A formal Identity Management strategy allows us to work together on common challenges and opportunities, rather than approach them in isolation. Over the life of the strategy, planning and evaluation of activities provide important information and reflection of what is achieved. By evaluating opportunities will provide a line of sight into the progress of the strategy towards its goal and where there are issues requiring new approaches. In other words, the strategy has to be actionable and we have to hold ourselves accountable.
An IAM strategy should inspire and challenge the organization to drive transformation beyond the confines and limitations of business as usual approaches.
An Identity Management Strategy needs to cover these 4 areas to be successful:
1. Assess Processes, Policies, and IT Architecture
Developing an Identity Management strategy begins by understanding where you are. Conduct a formal analysis of HR Systems, user lifecycle processes (join, move, leave), your Active Directory/Azure environments, provisioning processes, and internal competencies. At the end of this phase, you will know your strengths and your struggles.
2. Identify Opportunities
A key part of the assessment is not only reviewing processes and systems but also talking to internal and external stakeholders to discover new opportunities to leverage IAM. Identify metrics to provide an evidenced-based narrative on the contribution an opportunity makes to the business and technology aspects of the organization.

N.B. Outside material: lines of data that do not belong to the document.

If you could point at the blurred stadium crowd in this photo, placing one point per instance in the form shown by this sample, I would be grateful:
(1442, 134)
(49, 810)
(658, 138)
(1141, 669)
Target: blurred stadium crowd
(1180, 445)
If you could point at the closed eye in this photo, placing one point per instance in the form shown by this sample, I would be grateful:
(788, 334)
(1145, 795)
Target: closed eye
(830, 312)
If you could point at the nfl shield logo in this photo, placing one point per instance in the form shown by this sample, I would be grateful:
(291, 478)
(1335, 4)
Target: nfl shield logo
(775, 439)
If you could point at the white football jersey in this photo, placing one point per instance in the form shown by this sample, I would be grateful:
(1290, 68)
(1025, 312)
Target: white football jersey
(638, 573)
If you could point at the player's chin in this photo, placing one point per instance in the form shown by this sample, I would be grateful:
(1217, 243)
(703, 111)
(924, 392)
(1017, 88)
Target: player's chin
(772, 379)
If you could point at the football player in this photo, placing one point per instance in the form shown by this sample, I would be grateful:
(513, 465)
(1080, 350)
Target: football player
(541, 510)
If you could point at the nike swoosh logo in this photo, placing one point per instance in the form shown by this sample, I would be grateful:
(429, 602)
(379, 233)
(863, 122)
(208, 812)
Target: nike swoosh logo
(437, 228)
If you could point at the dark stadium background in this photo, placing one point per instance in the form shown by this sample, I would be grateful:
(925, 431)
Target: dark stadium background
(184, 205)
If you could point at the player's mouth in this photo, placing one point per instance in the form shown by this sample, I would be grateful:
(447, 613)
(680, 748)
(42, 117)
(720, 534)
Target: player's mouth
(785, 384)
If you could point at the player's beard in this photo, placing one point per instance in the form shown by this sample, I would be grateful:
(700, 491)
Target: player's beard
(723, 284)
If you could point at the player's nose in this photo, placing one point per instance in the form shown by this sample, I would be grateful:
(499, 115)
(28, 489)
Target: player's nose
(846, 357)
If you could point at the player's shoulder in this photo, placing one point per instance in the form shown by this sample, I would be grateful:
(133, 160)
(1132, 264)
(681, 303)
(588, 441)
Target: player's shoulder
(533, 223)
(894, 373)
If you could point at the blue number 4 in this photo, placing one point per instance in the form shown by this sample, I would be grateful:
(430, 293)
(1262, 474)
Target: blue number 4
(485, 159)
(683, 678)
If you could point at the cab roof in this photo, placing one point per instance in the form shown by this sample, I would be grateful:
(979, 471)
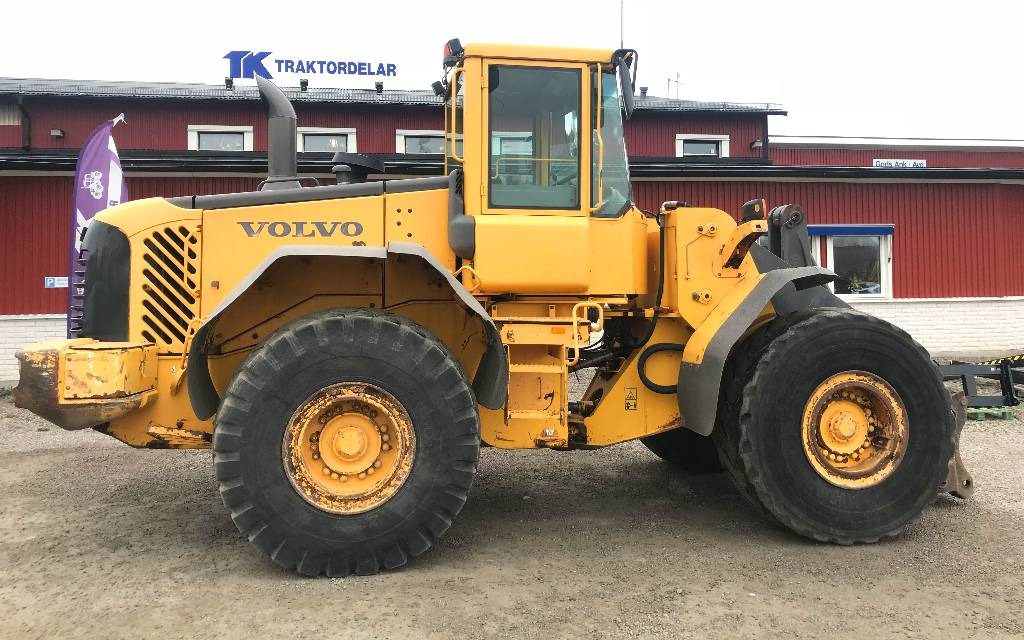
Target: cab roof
(528, 52)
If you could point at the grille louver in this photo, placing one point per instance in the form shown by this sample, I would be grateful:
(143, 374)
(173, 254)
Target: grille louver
(170, 285)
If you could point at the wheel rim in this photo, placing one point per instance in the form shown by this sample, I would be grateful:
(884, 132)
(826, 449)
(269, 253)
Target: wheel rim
(349, 448)
(855, 429)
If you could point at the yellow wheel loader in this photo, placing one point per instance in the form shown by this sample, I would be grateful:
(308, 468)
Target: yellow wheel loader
(346, 350)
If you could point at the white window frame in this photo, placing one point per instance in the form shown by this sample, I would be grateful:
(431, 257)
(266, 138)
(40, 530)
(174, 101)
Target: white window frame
(246, 131)
(721, 138)
(300, 142)
(885, 262)
(399, 137)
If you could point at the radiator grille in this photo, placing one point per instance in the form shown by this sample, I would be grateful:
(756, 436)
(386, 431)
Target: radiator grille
(170, 285)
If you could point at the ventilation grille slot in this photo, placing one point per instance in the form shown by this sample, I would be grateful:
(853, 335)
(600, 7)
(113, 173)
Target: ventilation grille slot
(170, 286)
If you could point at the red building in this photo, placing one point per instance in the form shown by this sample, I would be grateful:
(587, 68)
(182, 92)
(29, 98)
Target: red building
(924, 232)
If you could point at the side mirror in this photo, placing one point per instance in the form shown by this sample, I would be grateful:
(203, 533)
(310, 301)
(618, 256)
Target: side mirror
(626, 86)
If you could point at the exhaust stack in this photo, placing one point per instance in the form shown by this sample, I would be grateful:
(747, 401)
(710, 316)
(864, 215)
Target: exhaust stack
(281, 140)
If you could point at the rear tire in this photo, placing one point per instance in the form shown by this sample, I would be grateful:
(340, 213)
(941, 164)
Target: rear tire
(686, 450)
(345, 348)
(764, 436)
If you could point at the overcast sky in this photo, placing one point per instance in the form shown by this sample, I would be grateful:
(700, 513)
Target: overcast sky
(867, 68)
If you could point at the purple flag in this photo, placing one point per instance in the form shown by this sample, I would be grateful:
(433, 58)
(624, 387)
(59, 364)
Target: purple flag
(98, 184)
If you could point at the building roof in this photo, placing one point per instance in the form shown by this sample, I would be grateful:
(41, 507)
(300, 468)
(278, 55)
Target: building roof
(254, 164)
(194, 91)
(858, 142)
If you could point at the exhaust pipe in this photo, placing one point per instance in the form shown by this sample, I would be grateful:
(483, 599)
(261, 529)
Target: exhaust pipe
(281, 137)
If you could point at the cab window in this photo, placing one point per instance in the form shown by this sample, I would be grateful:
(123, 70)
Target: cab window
(534, 137)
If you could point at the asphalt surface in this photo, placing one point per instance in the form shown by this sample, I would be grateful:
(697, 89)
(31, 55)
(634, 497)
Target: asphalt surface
(100, 541)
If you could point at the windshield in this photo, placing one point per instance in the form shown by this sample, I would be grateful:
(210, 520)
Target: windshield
(615, 196)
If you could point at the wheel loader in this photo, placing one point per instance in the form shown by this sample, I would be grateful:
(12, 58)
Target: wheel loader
(346, 350)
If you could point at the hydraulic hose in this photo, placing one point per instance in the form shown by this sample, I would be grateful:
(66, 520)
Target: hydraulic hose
(642, 365)
(660, 279)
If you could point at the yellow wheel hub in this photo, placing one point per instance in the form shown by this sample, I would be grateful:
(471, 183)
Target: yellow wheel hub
(854, 429)
(349, 448)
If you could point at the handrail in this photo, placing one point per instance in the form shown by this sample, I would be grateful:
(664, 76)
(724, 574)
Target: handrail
(576, 327)
(600, 145)
(514, 158)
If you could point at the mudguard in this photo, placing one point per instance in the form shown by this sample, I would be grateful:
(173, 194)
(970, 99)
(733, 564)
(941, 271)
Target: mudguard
(489, 384)
(697, 389)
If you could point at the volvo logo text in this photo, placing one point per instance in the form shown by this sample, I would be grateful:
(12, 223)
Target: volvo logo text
(301, 228)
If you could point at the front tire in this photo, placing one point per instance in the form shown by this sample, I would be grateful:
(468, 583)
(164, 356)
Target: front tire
(347, 442)
(843, 429)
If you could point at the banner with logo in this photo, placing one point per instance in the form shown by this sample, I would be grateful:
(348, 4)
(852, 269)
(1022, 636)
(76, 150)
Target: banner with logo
(98, 184)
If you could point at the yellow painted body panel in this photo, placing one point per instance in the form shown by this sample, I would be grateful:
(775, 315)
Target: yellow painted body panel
(171, 411)
(539, 53)
(237, 241)
(105, 370)
(138, 215)
(619, 254)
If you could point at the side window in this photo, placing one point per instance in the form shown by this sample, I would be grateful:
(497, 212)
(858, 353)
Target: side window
(534, 137)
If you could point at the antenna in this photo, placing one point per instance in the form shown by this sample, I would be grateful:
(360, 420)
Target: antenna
(622, 18)
(668, 86)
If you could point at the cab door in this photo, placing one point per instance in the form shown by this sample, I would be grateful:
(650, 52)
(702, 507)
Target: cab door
(532, 227)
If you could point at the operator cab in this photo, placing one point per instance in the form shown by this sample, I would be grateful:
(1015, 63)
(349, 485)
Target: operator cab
(538, 134)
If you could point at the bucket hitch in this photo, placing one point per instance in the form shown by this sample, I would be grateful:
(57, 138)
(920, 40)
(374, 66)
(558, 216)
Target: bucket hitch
(958, 481)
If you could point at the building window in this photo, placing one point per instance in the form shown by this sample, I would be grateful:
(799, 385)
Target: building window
(422, 141)
(326, 139)
(701, 145)
(220, 138)
(860, 255)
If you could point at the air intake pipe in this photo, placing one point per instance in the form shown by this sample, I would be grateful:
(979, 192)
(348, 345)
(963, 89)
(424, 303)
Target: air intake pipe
(281, 139)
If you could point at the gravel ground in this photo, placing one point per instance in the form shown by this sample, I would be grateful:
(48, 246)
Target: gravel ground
(100, 541)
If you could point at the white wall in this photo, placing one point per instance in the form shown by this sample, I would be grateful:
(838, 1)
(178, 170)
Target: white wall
(950, 327)
(16, 331)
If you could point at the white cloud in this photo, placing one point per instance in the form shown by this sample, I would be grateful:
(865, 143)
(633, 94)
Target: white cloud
(864, 68)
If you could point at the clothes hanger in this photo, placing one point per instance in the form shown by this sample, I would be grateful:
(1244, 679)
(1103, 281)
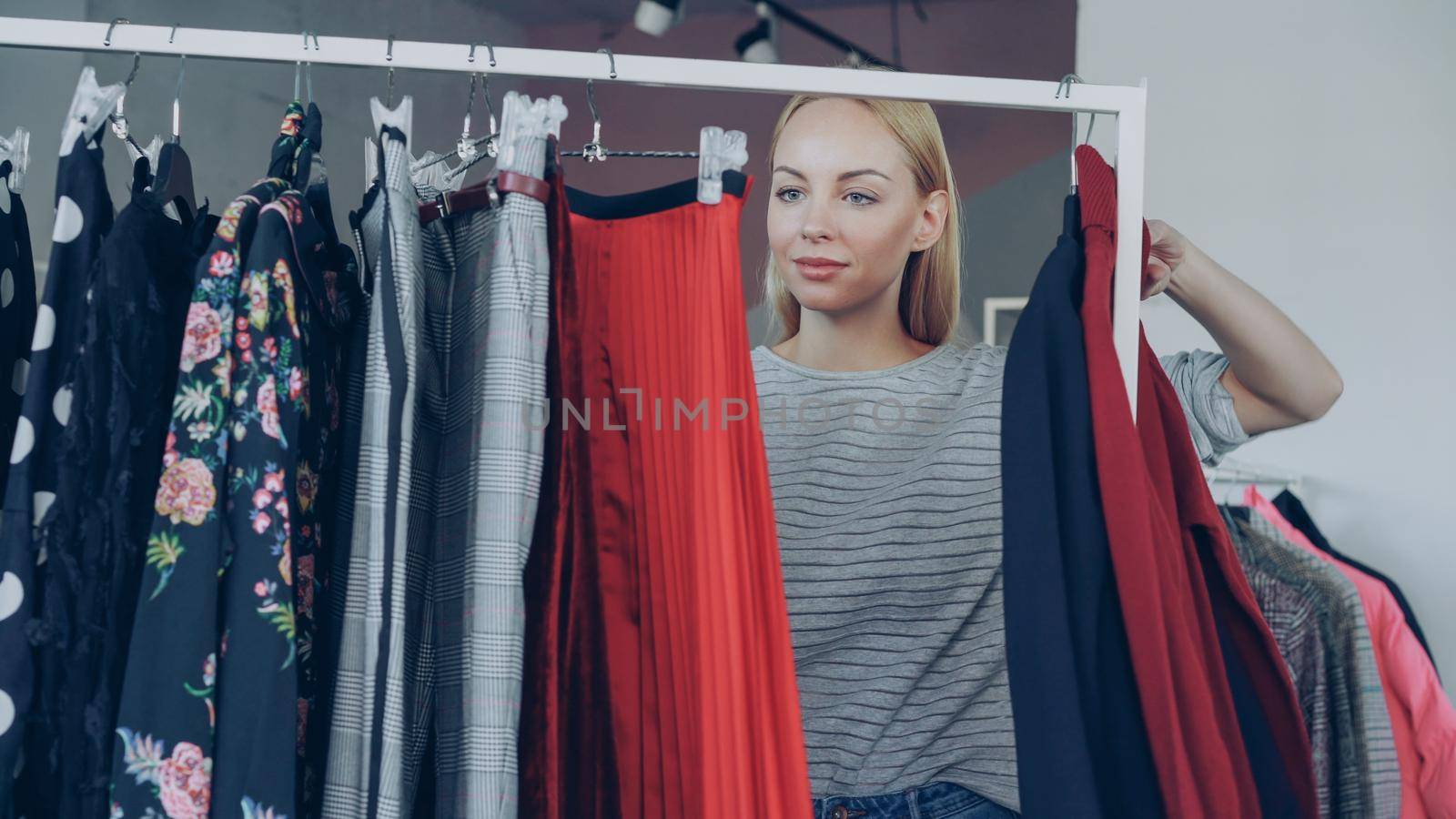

3. Gain Stakeholder Buy-In
The first two steps in an Identity Management strategy are about understanding where you are and identifying where you would like to be. Conducting interviews across the organization drives awareness, makes the business a part of the process, and makes it much more likely that we will build what people need. Everything we build should be in response to the business pulling. To be truly innovative in harnessing the benefits of IAM, the business should have the ability to consider a portfolio-wide, strategic approach to advancing technologies and driving the direction of its investment, rather than simply monitoring the implementation and progress of initiatives.
4. Vision and a Plan
Create a roadmap for getting from where we are today to our desired end state. Supermarket analogy: packaged, categorized items, each with a cost of production and a price. These measurable outcomes developed in partnership with the business The Strategy will guide investments in digital transformation and help align the organizations spend on IAM to improve outcomes for stakeholders and businesses.
IAM solutions can get unnecessarily complicated in a hurry. The ultimate goal is to deliver superb solution quality and excellent value to the organization, which Idenhaus believes can exist together. For many organizations, this has been a formidable goal, and IAM programs have been notoriously dominated by poor quality implementations from global solution providers.
In order to be successful, organizations have to be committed to a disciplined implementation methodology. A meticulous and persistent approach in pursuing simple designs that perform significantly better than overly customized bloatware. Leaders should remain undeterred in their vision to develop a solid, streamlined IAM foundation and insist on lean designs. If there’s one mindset that will really get in the way, it’s having a project mindset. If we want to go beyond just coping with the identity data mess then we have to get comfortable with the idea that Identity Management is not a project; it’s an ongoing strategic program.